Mein persönlicher Weg zur Freiheit begann mit dem ultimativen Rückbau aller vermeintlich stabilen und gleichzeitig klaustrophobisch beengenden Elemente in meinem Leben: Familie, Partner, Job, Geld, Wohnung. Ich habe im Grunde alles aufgegeben. Nicht alle Elemente habe ich freiwillig hinter mir gelassen, aber mit der schwindenden Verantwortung für Menschen und Dinge kam ein großes Gefühl der Erleichterung, eine spürbare Befreiung. Es entstand nach und nach ein leerer Raum. Ich füllte diesen Raum erstmal mit nichts.

Freiheit und Einsamkeit

Das Nichts allerdings kann verdammt still sein. Da saß ich nun, frei und ungebunden und all die tausend Dinge, die ich mit meinem Leben nun anstellen konnte schienen meilenweit entfernt, unrealistisch und überflüssig. Ohne die alten Strukturen, Gewohnheiten und Rituale kam es vor, dass ich stundenlang auf eine Wand starrte, einfach nur, weil mir nichts Besseres einfiel. Ich war frei zu tun, was immer ich wollte. Aber was ich wollte, wußte ich gar nicht. Allein in einem Raum bist Du selbst Dein Spiegel und die wichtigen und gleichsam nervtötenden Fragen tauchen einfach ungefragt auf. Wer bist Du, wenn nichts um Dich herum ist? Wer bist Du, wenn Du Dich nicht über dein Umfeld oder andere Menschen definierst? Wer bist Du, wenn Dich keiner braucht?

Freiheit und Flucht

Ein Ausweg aus der Einsamkeitsmisere erschien mir die Bewegung und das Verlassen der angestammten Orte. Reisen sollte die Lücken füllen, die sich aufgetan hatten. Ganz klassisch tappte ich in die Falle: mit leichtem Gepäck und Reiseführer, den ich angestrengt nicht zu oft gebrauchen wollte, klapperte ich schöne Straßen und Strände ab und lief und schaute und aß und trank und fühlte mich…frei von jeglichem Gefühl des Glücks. Eventuell hatte ich mir auf dem Weg in die Freiheit eine ordentliche Depression eingefangen.

Freiheit im Versteck

Zurück nach Hause war schwierig, denn das gab es ja nicht mehr. Der neue Plan war also: schaffe dir ein neues Zuhause. In meiner absoluten Freiheit – auch von festem Einkommen – war es gar nicht so leicht, das umzusetzen. Dem Himmel sei gedankt für gute Freunde, derer ich mich in meinem Freiheitsdrang Gott sei dank bisher nicht entledigt hatte. Das neue Zuhause war nun also eine WG mit 24Stunden Überwachung, damit ich mich weder einsam noch gelangweilt fühlen konnte. Die Rettung war das Einlegen und Einkochen von Gemüse und Obst, eine ordentliche Kiste voll mit Bastelsachen und Yoga in den eigenen vier Wänden. Ich nahm mir die Freiheit ausschließlich und vollkommen egoistisch nur das zu tun, was mir gefiel –ohne Kontakt zur Außenwelt – 3 Monate lang.
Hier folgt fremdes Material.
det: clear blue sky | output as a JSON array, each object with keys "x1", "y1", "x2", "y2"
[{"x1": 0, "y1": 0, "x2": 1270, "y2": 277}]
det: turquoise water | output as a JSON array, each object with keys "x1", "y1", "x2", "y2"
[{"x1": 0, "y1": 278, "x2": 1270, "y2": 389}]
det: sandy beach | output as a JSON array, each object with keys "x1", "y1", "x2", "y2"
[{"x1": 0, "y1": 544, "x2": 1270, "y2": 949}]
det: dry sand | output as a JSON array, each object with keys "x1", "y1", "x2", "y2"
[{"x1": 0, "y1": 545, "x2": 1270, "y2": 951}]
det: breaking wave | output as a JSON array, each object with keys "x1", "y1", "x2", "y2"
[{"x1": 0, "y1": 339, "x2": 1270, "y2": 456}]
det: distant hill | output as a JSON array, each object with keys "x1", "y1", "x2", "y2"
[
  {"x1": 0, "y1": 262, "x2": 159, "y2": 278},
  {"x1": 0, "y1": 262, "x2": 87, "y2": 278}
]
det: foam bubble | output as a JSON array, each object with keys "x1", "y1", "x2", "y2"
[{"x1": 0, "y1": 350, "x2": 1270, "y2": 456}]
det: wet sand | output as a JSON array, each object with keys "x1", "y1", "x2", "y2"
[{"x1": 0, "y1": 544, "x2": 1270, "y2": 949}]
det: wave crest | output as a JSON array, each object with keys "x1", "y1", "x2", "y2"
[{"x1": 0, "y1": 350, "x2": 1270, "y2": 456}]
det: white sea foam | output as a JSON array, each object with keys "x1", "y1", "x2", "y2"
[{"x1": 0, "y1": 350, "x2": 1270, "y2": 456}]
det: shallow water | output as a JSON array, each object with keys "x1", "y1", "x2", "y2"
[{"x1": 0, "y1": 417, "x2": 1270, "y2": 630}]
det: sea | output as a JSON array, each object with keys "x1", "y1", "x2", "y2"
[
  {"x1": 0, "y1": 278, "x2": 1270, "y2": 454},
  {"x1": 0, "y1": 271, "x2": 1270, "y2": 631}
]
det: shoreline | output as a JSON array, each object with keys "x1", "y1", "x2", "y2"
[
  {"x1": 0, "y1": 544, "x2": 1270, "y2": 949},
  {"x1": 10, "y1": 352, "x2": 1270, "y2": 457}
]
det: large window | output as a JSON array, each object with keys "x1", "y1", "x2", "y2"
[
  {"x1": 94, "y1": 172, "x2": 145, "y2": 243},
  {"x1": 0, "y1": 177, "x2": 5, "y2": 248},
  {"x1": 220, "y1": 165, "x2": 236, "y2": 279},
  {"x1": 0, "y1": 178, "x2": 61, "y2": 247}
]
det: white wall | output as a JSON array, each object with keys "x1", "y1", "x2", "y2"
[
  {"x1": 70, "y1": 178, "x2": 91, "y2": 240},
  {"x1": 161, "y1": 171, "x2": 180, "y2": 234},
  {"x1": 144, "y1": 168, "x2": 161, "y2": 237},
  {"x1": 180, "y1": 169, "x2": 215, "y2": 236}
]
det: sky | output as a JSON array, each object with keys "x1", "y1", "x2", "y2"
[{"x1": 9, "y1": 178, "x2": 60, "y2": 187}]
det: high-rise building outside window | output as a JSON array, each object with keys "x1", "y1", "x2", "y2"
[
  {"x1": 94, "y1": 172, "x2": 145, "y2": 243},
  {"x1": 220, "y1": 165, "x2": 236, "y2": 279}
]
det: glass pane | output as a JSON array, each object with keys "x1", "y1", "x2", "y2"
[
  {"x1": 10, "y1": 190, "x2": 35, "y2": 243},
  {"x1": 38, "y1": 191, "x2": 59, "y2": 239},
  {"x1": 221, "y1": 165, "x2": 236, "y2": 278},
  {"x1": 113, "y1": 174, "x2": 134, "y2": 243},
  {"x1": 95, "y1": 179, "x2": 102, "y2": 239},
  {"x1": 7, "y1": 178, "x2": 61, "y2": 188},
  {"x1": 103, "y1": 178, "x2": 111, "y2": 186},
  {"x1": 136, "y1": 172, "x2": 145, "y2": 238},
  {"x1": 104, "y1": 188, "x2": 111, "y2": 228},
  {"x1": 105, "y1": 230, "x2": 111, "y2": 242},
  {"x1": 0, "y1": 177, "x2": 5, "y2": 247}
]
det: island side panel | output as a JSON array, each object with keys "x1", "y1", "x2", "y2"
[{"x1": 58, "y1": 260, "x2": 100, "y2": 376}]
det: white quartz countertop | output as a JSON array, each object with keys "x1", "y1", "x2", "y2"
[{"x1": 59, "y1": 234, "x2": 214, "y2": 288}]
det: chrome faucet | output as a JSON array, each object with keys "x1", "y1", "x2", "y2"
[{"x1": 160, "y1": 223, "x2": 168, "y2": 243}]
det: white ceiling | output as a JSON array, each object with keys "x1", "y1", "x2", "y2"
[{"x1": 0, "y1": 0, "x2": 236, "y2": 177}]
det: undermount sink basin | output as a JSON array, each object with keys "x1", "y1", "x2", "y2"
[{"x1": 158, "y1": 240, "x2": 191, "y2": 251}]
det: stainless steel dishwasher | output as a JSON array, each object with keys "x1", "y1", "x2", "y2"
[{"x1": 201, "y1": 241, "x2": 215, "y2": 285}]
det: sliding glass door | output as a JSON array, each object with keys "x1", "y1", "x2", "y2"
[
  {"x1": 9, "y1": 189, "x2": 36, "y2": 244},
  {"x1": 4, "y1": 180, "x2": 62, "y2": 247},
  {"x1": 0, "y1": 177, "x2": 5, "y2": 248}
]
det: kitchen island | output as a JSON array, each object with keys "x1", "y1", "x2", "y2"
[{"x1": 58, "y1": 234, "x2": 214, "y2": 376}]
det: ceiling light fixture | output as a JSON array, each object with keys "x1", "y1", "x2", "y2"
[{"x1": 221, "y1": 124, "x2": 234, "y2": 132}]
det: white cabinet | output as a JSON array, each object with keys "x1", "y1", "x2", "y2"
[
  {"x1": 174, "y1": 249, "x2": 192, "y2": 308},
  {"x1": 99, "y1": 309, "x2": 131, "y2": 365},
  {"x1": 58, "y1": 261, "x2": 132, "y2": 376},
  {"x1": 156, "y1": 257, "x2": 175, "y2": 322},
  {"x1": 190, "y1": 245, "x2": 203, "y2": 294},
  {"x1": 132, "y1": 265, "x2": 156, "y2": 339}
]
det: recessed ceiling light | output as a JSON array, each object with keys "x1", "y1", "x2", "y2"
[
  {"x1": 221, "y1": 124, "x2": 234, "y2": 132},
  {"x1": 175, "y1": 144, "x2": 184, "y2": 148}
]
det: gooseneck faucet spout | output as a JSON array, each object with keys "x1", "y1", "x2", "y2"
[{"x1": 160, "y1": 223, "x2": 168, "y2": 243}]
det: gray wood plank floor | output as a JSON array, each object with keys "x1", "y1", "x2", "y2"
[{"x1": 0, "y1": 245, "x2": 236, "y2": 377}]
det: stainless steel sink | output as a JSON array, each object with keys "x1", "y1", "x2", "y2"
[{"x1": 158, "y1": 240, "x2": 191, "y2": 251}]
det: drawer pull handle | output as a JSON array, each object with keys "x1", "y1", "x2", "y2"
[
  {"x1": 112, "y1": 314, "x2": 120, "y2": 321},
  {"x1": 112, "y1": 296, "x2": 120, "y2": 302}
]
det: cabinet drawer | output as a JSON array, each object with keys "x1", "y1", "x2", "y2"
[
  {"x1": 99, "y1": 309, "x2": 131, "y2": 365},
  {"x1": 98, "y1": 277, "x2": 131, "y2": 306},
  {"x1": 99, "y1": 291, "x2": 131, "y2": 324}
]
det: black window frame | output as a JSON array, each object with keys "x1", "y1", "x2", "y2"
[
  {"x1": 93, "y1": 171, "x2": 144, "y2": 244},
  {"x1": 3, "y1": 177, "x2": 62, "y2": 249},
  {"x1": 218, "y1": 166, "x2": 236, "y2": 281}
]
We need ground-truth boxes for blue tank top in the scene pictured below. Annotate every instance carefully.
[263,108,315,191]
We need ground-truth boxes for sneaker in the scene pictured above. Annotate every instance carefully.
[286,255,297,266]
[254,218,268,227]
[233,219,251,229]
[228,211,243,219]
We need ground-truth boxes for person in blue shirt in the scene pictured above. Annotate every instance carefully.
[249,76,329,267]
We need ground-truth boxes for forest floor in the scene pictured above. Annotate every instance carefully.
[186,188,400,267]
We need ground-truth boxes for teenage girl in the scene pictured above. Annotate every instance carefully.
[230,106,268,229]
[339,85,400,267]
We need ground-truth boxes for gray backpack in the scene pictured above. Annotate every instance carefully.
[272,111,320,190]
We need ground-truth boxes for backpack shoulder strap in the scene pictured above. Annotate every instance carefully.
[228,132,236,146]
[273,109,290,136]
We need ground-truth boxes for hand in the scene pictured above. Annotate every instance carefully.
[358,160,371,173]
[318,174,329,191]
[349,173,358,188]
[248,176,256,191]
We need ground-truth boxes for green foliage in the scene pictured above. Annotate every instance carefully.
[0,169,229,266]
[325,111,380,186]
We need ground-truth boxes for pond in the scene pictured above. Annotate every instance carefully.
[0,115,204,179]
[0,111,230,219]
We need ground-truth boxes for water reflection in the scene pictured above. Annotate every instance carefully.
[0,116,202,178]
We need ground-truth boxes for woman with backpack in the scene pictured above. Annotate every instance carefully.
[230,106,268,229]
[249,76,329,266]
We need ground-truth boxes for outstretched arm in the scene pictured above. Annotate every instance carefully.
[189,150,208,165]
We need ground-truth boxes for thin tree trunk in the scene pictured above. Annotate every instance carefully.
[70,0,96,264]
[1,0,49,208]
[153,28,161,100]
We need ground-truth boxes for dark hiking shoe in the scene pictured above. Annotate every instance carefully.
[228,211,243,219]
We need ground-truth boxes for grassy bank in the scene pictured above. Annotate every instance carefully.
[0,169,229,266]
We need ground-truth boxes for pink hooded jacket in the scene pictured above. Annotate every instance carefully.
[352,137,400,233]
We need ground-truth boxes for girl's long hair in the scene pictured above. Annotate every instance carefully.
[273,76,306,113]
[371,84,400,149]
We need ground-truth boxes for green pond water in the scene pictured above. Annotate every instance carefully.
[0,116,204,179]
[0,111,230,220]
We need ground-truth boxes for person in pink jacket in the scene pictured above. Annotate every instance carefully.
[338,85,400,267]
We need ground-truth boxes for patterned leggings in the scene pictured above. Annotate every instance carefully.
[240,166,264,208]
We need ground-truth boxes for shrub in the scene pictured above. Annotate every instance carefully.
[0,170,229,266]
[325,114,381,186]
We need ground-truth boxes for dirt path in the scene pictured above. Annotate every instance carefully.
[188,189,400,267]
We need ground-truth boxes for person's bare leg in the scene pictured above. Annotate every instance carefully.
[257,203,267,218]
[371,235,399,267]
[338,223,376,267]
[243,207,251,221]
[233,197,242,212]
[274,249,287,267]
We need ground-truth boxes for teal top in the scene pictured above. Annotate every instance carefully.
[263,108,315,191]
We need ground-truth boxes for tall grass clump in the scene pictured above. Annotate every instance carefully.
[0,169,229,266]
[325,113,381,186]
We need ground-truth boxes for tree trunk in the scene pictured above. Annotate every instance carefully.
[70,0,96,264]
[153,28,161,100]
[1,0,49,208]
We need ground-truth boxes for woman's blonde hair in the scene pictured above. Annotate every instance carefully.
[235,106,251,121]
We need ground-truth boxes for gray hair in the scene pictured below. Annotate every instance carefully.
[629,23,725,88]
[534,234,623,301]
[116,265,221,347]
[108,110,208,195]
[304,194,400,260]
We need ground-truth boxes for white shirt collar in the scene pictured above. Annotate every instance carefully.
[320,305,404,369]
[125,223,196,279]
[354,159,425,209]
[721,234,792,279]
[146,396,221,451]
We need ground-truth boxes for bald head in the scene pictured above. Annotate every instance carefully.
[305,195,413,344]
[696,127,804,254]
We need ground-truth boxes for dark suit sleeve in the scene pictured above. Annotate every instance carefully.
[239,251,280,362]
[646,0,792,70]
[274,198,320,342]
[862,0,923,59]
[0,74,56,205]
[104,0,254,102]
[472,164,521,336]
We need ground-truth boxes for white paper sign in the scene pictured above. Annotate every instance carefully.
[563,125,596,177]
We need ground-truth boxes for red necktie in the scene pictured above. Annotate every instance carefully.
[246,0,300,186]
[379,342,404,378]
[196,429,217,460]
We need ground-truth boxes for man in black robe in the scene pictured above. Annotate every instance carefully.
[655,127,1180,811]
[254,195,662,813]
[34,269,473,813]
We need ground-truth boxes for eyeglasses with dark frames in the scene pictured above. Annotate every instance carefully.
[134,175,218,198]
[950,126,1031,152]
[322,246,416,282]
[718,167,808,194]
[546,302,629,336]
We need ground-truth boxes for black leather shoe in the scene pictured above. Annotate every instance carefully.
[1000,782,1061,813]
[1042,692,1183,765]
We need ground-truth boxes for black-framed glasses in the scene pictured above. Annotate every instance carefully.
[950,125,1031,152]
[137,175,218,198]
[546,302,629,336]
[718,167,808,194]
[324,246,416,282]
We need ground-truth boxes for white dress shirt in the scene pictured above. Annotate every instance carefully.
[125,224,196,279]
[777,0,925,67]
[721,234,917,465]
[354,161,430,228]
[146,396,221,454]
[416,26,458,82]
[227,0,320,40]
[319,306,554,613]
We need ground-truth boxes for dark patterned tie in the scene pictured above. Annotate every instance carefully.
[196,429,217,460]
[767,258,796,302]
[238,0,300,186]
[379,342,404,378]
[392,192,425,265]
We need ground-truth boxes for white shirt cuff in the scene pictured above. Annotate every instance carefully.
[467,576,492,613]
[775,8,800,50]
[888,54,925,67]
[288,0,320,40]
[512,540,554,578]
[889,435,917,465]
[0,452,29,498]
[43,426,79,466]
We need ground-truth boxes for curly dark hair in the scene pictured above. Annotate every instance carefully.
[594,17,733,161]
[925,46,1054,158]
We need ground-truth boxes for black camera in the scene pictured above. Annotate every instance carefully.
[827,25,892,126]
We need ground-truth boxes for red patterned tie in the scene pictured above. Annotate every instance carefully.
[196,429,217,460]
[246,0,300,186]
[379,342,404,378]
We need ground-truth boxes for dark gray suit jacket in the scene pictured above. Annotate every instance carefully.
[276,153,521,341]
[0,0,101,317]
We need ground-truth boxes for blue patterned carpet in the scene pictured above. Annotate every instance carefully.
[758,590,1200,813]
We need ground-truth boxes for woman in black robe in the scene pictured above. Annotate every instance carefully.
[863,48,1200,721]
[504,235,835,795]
Freiheit und Selbstverantwortung

Auch die schönste Höhle wird mal zu ungemütlich, das hübscheste Nest zu eng und echte Langeweile ist ein sehr gutes Gegenmittel gegen Stubenhockerei. Es klatschten Phrasen, gute Ratschläge und Tipps wie Regentropfen gegen meine inneren Panzerglasfenster. „Raus aus der Opferrolle“, „Mach mal einen Kochkurs“, „Du brauchst mal wieder ne Herausforderung“. Es kommt der Punkt, an dem man sich selbst zu sehr auf die Nerven geht und erst dann begann ich zu begreifen, dass wohl niemand vorbei käme, um das Nichts mit Etwas zu füllen. Das ist meine Aufgabe und ich glaube, das ist gemeint mit: „Erwachsen werden“.

Freiheit und Wahrheit

Der Weg zu einer persönlichen Freiheit, die sich gut anfühlt, führt unweigerlich über die Wahrheit. Ehrlichkeit gegenüber Dir selbst – das kommt zuerst. Dann gegenüber den anderen. Je unzensierter desto besser. Wahrheit braucht Platz und so wächst Du mit jeder Erkenntnis weiter.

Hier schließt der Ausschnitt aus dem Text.